Speakers sound too bright.


I just bought a new pair of Martin Logan 60xti speakers.  They are too bright and fatiguing.  I would like to avoid returning them.  I've tried toeing them in and out.  I cant get them further than 1ft away from the wall (back of speaker to wall).  I have a about 1-2 hrs of play time on them.  Not sure if break in will help settle the upper frequencies down. Any suggestions...?

rwalsh07

Showing 3 responses by lonemountain

Im gonna take a guess and say the problem in this room is they are a dipole sending tons of energy (50% of its total output) on the wall behind the speakers. This energy is reflected back into the listening space with a delay that is created by the distance from the speaker to the wall behind them and then back again. This delayed HF is being added back to the non delayed main output from the front of the speaker all of it summed together at your ear. This is the same issue when we talk about first reflections: the same sound taking two different length paths to your ear is a sure way to mess up any speaker. Usually the top end is the most offensive as we are very senstive to this information. I bet if we measured phase in the room it would be severely messed up by this major reflection.

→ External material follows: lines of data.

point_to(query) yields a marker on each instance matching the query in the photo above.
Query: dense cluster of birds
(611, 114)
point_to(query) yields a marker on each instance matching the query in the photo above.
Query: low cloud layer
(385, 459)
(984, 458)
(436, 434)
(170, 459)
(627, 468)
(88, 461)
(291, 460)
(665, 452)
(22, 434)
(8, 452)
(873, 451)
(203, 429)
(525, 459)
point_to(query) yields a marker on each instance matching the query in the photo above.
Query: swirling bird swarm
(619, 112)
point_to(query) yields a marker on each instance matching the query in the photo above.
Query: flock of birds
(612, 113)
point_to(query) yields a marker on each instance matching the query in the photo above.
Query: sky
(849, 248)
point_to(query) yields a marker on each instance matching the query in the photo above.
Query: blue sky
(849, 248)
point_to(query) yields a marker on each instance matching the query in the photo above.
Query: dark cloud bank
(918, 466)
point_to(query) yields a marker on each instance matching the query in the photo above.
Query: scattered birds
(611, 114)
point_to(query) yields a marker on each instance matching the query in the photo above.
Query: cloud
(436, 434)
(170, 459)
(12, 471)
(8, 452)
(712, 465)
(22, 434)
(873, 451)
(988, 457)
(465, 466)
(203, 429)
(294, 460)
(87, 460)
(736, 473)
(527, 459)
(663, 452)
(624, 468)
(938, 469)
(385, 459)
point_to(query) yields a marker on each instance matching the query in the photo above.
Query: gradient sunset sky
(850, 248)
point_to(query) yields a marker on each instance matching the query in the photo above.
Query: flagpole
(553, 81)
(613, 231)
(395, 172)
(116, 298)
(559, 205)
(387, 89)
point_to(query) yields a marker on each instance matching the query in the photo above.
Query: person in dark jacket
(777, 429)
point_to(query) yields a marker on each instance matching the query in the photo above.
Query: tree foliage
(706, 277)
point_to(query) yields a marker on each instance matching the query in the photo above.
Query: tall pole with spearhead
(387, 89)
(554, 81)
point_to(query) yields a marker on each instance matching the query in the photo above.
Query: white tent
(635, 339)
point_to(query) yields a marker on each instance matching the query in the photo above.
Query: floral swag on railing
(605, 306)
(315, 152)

Dipoles are wonderful but very challenging -you need large spaces to make them sing. Id say this room is not right for a dipole. Nearly impossible to fix in too small a space sorry to say!

Brad

 

Why is everyone skipping over this is a dipole 1 foot away from the wall behind them? I dont care how long you burn them in, what treatment you use, the cables, the preamp- NOTHING will fix that "dipole close to the wall behind them" problem.

If the dealer told you this would work, definitely return them and say it was terrible advice. Don’t shop there anymore if they really said that. If you wanted it and they said nothing because you were determined, I’d give them the benefit they didnt understand your room conditions. But if you explained this room in detail and they understood you were seting them up 1 foot away from a wall behind them, they shoudl never be trusted again. If they try to sell you something else to "fix" it, just run the other direction. This problem is super simple audio 101. Dipoles are advanced math products that require a good understanding of acoustics to properly set up. Otherwise you need pure luck or a deaf client.

To test what I am saying, try a little demo of your own. Divide your room in thirds wall to wall. Pull the speakers out to the first (third) point, dont change the distance to the side walls from where they are now. Then put a listening chair at the next third point. Now the room is divided into three, the speakers and the listening position split the room into three parts.   NOW listen- completely different right? This is how you know for sure its the room and speaker position. If the room is also highly reflective (hard surfaces everywhere, no absorption), it will make the problem worse and changing the speaker position will have have less of benefit. Dipoles in highly reflective rooms is acoustically a no no unless you have a acoustic consultant figuring it out and building the room specific to a dipole.  Dipoles can sound good in large rooms that are not highly eflective.

How very disappointing for me go on a really good rant about the wrong speakers!